Significance of newly identified apoptosis-related p19^<ARF> gene alteration in Urological tumors.

2001 Fiscal Year Final Research Report Summary

• Project/Area Number: 12470329
• Research Category: Grant-in-Aid for Scientific Research (B)
• Allocation Type: Single-year Grants
• Section: 一般
• Research Field: Urology
• Research Institution: NIIGATA UNIVERSITY
• Principal Investigator: TOMITA Yoshihiko Department : Graduate School of Medical and Dental Sciences, NIIGATA UNIVERSITY, associate professor, 大学院・医歯学総合研究科, 助教授 (90237123)
• Co-Investigator(Kenkyū-buntansha): OBARA Kenji Medical Hospital, NIIGATA UNIVERSITY, assistant, 医学部・附属病院, 助手 (70313533) ; TANIKAWA Toshik Medical Hospital, NIIGATA UNIVERSITY, Lecturer, 医学部・附属病院, 講師 (70236686)

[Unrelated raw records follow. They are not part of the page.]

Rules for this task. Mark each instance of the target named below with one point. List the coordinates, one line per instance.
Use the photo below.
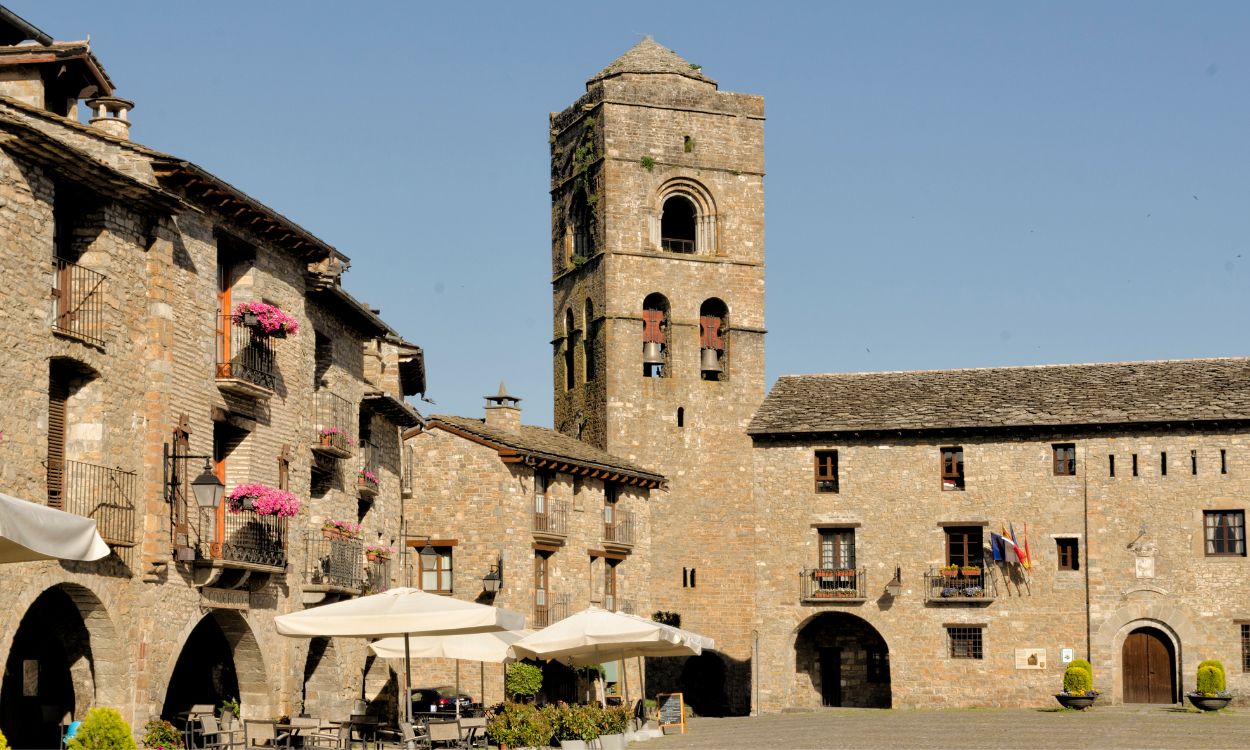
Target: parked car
(439, 700)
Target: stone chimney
(503, 411)
(109, 115)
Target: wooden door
(1149, 668)
(831, 676)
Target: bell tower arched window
(655, 336)
(714, 340)
(678, 225)
(579, 226)
(588, 340)
(570, 349)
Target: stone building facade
(563, 524)
(808, 531)
(126, 374)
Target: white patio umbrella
(470, 646)
(30, 531)
(398, 613)
(595, 635)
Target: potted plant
(376, 553)
(336, 529)
(519, 725)
(264, 319)
(1078, 686)
(1210, 694)
(613, 723)
(263, 500)
(161, 734)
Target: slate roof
(544, 444)
(649, 56)
(995, 398)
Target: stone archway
(220, 658)
(63, 660)
(841, 660)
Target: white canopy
(31, 531)
(470, 646)
(595, 635)
(398, 611)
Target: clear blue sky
(949, 184)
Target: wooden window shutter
(58, 395)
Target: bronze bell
(710, 361)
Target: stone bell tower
(658, 319)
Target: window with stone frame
(1068, 554)
(436, 571)
(1225, 533)
(953, 468)
(965, 641)
(964, 545)
(1064, 459)
(826, 470)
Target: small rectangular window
(826, 470)
(965, 643)
(953, 468)
(1225, 533)
(1245, 646)
(1065, 459)
(1069, 554)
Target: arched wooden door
(1149, 668)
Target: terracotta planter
(1208, 704)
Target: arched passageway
(1149, 664)
(49, 673)
(841, 661)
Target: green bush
(103, 729)
(1076, 680)
(523, 680)
(614, 720)
(1084, 665)
(1210, 681)
(519, 725)
(159, 733)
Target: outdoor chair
(259, 734)
(473, 731)
(339, 738)
(444, 734)
(216, 738)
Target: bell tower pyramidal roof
(649, 58)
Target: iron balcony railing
(959, 585)
(244, 355)
(248, 536)
(99, 493)
(831, 584)
(333, 420)
(554, 518)
(549, 608)
(336, 563)
(623, 530)
(79, 293)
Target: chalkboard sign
(673, 711)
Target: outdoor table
(294, 726)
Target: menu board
(673, 710)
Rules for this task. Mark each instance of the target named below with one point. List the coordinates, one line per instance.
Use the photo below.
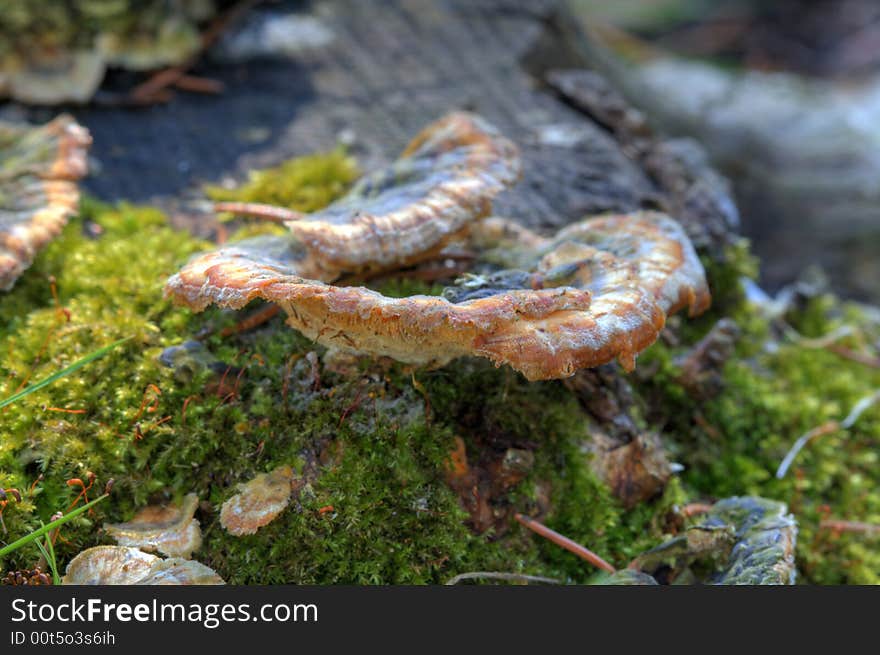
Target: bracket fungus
(170, 530)
(599, 289)
(122, 565)
(258, 502)
(39, 168)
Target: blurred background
(784, 96)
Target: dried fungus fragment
(169, 529)
(39, 169)
(122, 565)
(258, 502)
(179, 571)
(444, 180)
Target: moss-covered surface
(377, 436)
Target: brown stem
(560, 540)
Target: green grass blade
(60, 374)
(36, 534)
(48, 553)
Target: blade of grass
(100, 352)
(57, 523)
(49, 556)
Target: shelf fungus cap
(258, 502)
(39, 170)
(444, 180)
(169, 529)
(123, 565)
(598, 290)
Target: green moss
(776, 391)
(304, 183)
(375, 444)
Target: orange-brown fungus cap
(170, 530)
(600, 289)
(258, 502)
(39, 169)
(444, 180)
(121, 565)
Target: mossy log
(407, 475)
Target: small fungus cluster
(598, 290)
(39, 168)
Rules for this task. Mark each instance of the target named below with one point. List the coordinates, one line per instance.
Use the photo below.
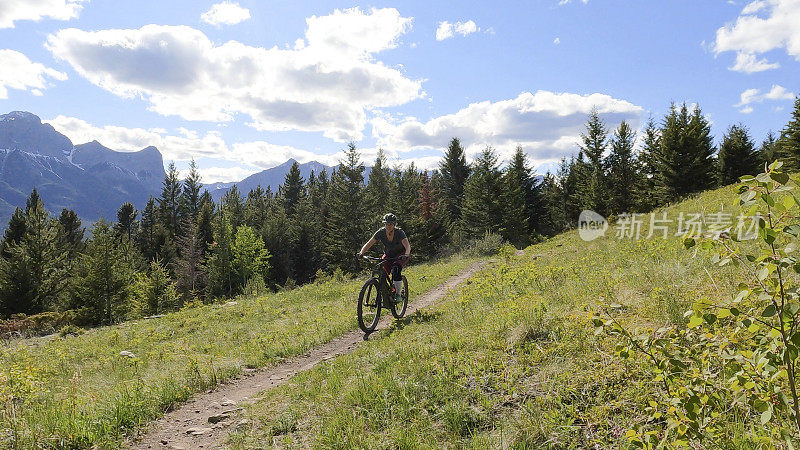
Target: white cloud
(547, 124)
(447, 30)
(776, 93)
(326, 83)
(225, 13)
(18, 72)
(762, 26)
(15, 10)
(748, 63)
(187, 145)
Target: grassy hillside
(81, 391)
(512, 360)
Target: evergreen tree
(188, 266)
(126, 220)
(737, 155)
(34, 276)
(103, 280)
(595, 143)
(482, 210)
(71, 233)
(169, 204)
(768, 151)
(293, 189)
(14, 232)
(346, 225)
(232, 205)
(623, 171)
(647, 194)
(686, 158)
(379, 189)
(250, 257)
(190, 195)
(789, 142)
(219, 260)
(454, 172)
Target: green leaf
(779, 177)
(695, 321)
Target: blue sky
(242, 86)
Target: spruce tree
(169, 204)
(126, 220)
(190, 194)
(104, 277)
(789, 142)
(379, 190)
(647, 196)
(454, 172)
(293, 189)
(346, 226)
(594, 145)
(482, 210)
(737, 155)
(623, 171)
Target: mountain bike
(378, 292)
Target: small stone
(219, 417)
(198, 431)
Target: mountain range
(90, 178)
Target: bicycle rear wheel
(369, 306)
(399, 308)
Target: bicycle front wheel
(369, 306)
(399, 308)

• Project Period (FY): 2000 – 2001
• Keywords: p14^<ARF> / renal cell carcinoma / transcription

Research Abstract

p19^<ARF> (p14^<ARF> in human) binds and inhibits MDM2 function leading to sound function of p53 as a guardian of genome. In this project we have investigated gene status and function of p14^<ARF> in Urological tumors, and obtained results as follows :
1. Among transitional cell cancer cell lines, RT4 did not have mRNA suggesting homozygous deletion (HD).

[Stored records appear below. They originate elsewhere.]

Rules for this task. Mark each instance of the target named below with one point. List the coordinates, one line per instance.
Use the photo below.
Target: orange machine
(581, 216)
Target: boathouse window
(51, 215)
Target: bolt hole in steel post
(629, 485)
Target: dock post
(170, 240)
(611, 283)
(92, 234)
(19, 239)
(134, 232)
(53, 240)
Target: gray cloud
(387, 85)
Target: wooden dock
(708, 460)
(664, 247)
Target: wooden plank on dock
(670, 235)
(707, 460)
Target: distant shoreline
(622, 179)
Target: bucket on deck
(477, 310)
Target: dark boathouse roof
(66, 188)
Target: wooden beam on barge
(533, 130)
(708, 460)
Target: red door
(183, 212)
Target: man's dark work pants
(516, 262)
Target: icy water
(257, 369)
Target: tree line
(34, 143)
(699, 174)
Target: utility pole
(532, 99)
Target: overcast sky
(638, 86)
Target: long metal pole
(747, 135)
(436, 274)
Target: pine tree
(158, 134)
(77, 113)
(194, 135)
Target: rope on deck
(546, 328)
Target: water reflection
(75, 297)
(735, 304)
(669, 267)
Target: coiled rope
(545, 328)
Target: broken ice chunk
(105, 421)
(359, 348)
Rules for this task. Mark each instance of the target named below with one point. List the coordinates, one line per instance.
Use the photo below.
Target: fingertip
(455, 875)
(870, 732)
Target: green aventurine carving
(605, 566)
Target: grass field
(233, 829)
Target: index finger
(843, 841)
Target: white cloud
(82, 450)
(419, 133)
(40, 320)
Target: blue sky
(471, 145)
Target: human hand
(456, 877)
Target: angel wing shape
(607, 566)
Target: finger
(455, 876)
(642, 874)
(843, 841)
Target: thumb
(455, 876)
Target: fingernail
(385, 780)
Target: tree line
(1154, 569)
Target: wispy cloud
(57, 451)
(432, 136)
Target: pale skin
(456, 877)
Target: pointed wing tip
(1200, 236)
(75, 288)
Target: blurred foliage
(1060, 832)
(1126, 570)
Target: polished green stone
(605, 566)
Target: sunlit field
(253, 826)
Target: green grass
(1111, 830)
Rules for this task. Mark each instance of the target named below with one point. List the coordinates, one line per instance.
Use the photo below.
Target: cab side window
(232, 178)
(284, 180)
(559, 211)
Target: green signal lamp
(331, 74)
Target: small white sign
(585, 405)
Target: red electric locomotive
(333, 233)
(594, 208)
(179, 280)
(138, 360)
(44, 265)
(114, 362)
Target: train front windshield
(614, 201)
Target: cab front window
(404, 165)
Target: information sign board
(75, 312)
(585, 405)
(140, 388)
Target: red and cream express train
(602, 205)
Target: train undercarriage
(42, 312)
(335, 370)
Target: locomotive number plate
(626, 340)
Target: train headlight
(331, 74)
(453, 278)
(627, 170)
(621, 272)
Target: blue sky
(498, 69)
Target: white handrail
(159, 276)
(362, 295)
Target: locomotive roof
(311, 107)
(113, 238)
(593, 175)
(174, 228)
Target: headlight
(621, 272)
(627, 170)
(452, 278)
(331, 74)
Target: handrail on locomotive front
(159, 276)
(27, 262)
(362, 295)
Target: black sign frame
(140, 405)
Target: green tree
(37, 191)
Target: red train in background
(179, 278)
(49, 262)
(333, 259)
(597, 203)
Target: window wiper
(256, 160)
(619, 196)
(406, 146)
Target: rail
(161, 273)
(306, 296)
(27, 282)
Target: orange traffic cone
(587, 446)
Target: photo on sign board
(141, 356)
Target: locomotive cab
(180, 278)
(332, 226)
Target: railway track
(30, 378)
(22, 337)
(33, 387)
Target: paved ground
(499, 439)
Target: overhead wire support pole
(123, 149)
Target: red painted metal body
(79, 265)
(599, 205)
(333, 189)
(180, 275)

2. Out of 4 renal cell carcinoma (RCC) cell lines, ACHN and KRC/Y expressed p14^<ARF> mRNA.
3. Using quantitative DNA-PCR evaluating HD, 3 RCC cell lines were suggested to have HD.
4. Immunihistochemical staining for p14^<ABF> using 3 different antibodies, no positive staining was detected in RCC samples.

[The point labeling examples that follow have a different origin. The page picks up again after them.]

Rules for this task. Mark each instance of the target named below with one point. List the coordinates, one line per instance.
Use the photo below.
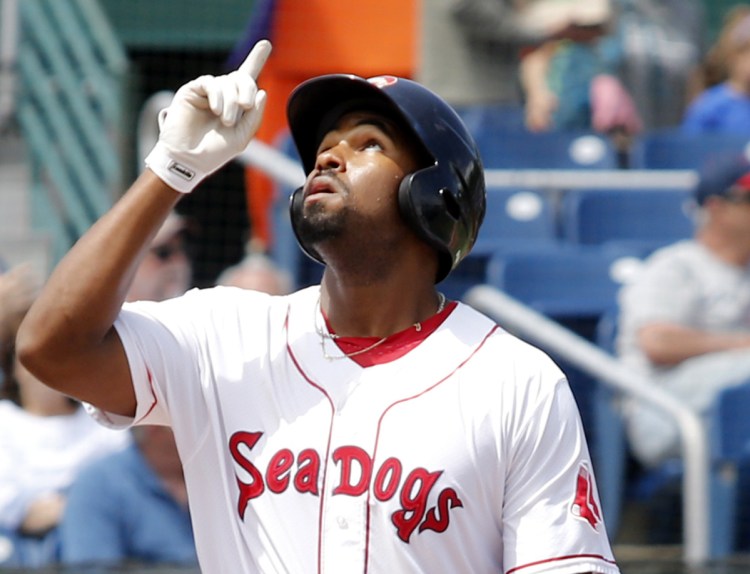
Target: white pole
(541, 331)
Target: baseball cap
(720, 175)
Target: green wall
(175, 24)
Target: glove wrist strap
(176, 174)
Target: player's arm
(67, 339)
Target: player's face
(353, 190)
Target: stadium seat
(729, 435)
(517, 216)
(647, 217)
(546, 150)
(500, 118)
(672, 149)
(562, 281)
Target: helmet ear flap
(295, 210)
(422, 205)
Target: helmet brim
(315, 106)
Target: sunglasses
(165, 252)
(737, 196)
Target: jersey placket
(347, 484)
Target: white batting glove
(210, 121)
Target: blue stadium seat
(546, 150)
(729, 432)
(648, 217)
(672, 149)
(562, 281)
(517, 216)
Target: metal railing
(545, 333)
(71, 74)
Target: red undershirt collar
(395, 346)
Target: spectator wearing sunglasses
(685, 319)
(131, 507)
(166, 270)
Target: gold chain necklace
(325, 334)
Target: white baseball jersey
(464, 455)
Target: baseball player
(363, 425)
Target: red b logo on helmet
(383, 81)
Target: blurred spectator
(469, 50)
(724, 105)
(685, 319)
(258, 272)
(45, 437)
(567, 82)
(309, 39)
(655, 47)
(132, 506)
(166, 270)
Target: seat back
(673, 149)
(562, 282)
(546, 150)
(515, 216)
(646, 216)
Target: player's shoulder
(503, 347)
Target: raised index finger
(256, 59)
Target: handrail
(539, 330)
(8, 51)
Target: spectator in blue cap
(685, 319)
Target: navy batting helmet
(443, 202)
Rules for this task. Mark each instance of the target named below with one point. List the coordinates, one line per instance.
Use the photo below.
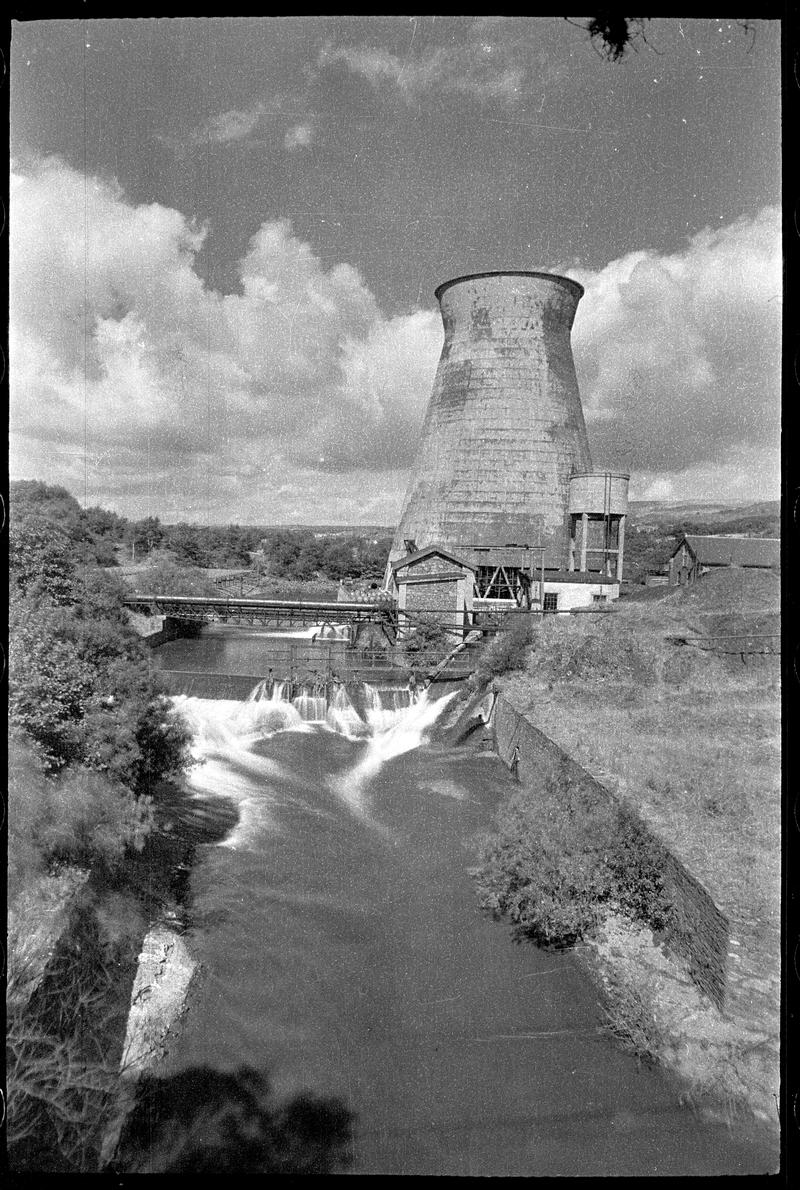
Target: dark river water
(344, 952)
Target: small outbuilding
(697, 555)
(433, 580)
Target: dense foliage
(558, 858)
(92, 732)
(506, 651)
(206, 1121)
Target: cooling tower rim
(510, 273)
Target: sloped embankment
(689, 738)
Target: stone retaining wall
(700, 931)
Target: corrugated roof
(410, 558)
(733, 551)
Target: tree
(613, 36)
(143, 536)
(41, 558)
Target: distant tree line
(304, 555)
(98, 537)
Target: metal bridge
(261, 612)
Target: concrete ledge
(700, 932)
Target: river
(344, 952)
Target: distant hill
(655, 528)
(654, 512)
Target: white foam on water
(393, 732)
(224, 732)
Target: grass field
(691, 738)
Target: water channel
(344, 952)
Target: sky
(225, 236)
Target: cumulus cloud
(483, 67)
(298, 398)
(233, 125)
(299, 136)
(119, 350)
(679, 357)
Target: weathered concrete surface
(714, 1009)
(504, 430)
(157, 1001)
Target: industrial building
(502, 483)
(695, 555)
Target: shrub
(558, 857)
(79, 818)
(62, 1076)
(204, 1120)
(506, 651)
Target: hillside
(691, 736)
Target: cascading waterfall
(225, 734)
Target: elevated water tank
(598, 502)
(504, 430)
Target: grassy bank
(689, 738)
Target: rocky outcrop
(157, 999)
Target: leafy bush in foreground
(204, 1120)
(557, 858)
(506, 651)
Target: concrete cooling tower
(504, 430)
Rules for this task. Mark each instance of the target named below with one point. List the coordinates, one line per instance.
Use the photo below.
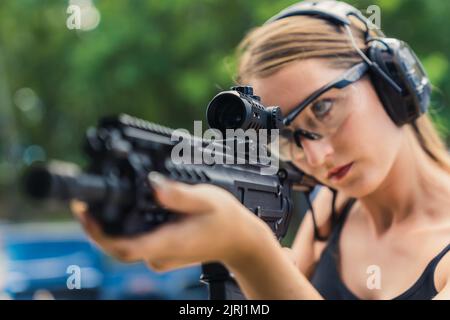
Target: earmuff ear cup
(399, 62)
(392, 101)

5. Eight of thirty-four DNA extracted for tumor specimens revealed HD pattern and also poorer prognosis.
6. Introduction of p14^<AEF> gene in deficient cell lines resulted in lethal, and one stable transfectant showing p14^<ARF> mRNA positivity did not have any protein, indicating presence of epigenetic mechanism inactivating p14^<AHF> function. Thus, RCC showing infrequent p53 gene alteration may carry malfunction of p14^<ARF> because of HD or inactivation by epigenetical mechanism(s).